Ogień przeniósł się na elewację bloku
- Gdy dojechaliśmy na miejsce palił się garaż oraz, znajdujący się w nim, samochód osobowy. Pożar obejmował także elewację bloku powyżej garażu – zaznacza nasz rozmówca.
Dodaje, że pożar zaczął się w garażu, gdzie 69-letni mężczyzna naprawiał swoje auto.
- Uległ poparzeniom. Ratownicy przewieźli go do szpitala – informuje strażak.
Straty oszacowano wstępnie na około milion złotych
Ogień szybko przenosił się na balkony i okna kolejnych mieszkań. Część strażaków zajęła się gaszeniem, a część sprawdzała czy w mieszkaniach nikogo nie ma.
- Na szczęście były puste. Akcja trwała trzy i pół godziny. Spłonął samochód i garaż, oraz dwa – znajdujące się bezpośrednio nad nim – mieszkania. W pozostałych sześciu zniszczone zostały okna. Na ścianach są zaś okopcenia. Straty oszacowano wstępnie na około milion złotych – podkreśla st. kpt. Szacoń.
W akcji brało udział siedem zastępów, czyli 24 strażaków. O pożarze poinformowany został też nadzór budowlany, którego zadaniem będzie sprawdzenie, czy budynek nadaje się do dalszego użytkowania.
Prawdopodobnie doszło do rozszczelnienia się instalacji gazowej
Czynności prowadzi też policja. - Ogień pojawił się w trakcie naprawy samochodu.
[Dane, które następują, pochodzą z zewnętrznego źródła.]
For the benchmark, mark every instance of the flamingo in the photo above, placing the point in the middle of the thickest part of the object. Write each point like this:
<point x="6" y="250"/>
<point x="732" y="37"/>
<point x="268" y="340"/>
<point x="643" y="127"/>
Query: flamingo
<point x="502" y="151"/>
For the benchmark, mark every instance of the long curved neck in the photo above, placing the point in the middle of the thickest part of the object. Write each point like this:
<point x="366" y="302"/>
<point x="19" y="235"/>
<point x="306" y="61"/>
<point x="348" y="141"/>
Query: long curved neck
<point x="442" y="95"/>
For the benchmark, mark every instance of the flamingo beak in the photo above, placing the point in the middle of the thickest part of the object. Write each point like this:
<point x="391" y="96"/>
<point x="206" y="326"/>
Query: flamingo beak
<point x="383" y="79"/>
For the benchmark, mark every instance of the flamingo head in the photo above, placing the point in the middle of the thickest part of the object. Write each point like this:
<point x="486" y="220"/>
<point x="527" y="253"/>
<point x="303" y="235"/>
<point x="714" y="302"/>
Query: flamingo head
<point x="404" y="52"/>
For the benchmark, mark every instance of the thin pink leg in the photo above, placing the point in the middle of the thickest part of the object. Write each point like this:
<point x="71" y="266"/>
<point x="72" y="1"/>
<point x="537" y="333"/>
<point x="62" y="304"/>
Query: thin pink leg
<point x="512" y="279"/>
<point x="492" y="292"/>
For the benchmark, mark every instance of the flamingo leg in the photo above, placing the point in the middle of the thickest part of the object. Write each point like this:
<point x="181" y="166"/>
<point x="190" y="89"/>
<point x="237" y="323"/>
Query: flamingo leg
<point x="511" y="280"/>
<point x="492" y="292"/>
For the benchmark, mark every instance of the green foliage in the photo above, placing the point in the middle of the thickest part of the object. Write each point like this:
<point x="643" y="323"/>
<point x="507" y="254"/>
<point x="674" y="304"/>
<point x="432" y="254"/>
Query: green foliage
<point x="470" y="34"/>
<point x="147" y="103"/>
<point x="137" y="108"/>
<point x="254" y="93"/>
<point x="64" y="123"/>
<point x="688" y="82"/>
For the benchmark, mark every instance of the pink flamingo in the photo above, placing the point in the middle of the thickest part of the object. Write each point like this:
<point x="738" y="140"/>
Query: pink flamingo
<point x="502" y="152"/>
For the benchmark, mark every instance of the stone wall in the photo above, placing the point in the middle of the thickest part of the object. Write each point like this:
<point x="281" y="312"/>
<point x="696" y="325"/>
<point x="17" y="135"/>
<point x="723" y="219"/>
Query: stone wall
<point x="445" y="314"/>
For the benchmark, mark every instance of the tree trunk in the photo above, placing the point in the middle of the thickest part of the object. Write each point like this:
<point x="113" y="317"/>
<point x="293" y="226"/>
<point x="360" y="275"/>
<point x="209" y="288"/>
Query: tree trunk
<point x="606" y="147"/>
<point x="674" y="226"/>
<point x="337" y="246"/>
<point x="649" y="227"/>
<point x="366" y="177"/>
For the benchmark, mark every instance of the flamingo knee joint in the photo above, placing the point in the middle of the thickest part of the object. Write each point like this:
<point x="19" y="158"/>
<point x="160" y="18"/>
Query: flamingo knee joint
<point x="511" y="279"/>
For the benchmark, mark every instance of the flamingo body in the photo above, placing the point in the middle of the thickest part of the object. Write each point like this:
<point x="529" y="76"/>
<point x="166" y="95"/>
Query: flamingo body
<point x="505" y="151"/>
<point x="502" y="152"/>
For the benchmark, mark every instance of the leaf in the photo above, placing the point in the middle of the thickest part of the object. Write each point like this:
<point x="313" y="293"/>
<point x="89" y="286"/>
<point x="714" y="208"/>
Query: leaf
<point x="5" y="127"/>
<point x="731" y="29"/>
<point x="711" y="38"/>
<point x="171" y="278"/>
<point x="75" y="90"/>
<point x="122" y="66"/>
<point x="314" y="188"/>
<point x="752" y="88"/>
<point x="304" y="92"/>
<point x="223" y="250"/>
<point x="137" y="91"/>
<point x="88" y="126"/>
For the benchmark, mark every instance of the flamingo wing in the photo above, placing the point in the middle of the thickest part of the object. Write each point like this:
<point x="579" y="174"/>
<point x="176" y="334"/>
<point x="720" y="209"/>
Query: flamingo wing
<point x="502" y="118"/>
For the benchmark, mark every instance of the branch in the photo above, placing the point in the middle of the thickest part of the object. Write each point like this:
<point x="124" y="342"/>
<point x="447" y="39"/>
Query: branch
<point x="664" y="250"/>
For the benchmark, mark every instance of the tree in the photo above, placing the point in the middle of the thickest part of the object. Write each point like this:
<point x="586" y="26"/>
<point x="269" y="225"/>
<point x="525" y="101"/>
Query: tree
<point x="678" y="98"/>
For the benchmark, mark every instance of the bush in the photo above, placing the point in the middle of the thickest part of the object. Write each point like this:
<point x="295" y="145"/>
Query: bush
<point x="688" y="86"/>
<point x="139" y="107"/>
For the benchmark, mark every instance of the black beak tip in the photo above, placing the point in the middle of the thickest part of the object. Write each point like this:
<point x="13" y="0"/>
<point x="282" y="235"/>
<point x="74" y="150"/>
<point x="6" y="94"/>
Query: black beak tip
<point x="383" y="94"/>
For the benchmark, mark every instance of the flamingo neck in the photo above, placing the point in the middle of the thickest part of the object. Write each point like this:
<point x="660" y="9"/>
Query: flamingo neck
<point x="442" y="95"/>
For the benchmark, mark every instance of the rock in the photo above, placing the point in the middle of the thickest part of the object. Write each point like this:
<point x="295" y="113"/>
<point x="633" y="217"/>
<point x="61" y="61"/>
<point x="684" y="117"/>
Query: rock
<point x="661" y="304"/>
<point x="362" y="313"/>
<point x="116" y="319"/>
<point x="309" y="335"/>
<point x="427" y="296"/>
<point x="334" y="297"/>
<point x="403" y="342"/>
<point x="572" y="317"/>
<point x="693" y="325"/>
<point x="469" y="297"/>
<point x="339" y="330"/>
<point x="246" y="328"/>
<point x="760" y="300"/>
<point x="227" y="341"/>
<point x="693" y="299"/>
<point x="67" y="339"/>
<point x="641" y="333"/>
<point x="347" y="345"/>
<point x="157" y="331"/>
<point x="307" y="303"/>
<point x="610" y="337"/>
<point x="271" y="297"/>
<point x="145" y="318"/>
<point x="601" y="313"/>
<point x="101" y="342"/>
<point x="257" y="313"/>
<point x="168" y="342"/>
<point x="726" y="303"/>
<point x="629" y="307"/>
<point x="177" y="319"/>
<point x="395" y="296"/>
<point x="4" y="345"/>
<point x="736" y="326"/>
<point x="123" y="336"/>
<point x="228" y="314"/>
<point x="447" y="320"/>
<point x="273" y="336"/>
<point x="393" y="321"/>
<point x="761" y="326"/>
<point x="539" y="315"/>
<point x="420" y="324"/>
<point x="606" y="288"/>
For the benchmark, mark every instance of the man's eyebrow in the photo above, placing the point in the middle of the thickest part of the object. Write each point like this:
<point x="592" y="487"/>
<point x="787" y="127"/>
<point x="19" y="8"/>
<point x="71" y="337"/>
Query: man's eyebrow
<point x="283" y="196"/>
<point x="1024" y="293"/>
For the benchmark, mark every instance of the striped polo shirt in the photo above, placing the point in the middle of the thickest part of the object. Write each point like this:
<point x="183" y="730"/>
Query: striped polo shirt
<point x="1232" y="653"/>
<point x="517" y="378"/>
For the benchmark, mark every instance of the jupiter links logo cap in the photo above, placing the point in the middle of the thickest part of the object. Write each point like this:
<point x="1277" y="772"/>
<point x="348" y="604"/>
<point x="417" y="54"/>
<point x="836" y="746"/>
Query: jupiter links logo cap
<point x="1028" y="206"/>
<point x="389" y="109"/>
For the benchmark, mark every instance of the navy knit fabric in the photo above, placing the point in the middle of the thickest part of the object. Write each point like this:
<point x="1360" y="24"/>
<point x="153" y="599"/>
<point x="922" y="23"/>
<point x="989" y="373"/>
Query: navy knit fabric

Prawdopodobnie doszło do rozszczelnienia się instalacji gazowej w aucie, w wyniku czego nastąpił wybuch – mówi nadkomisarz Kamil Gołębiowski z Komendy Miejskiej Policji w Lublinie.
Dodaje, że mundurowi czekają obecnie na opinie biegłych i zbierają dowody.
– Prowadzimy czynności w sprawie, a nie przeciwko komuś. Gdy zakończymy swoje postępowanie, prześlemy dokumentację do prokuratury – zaznacza policjant.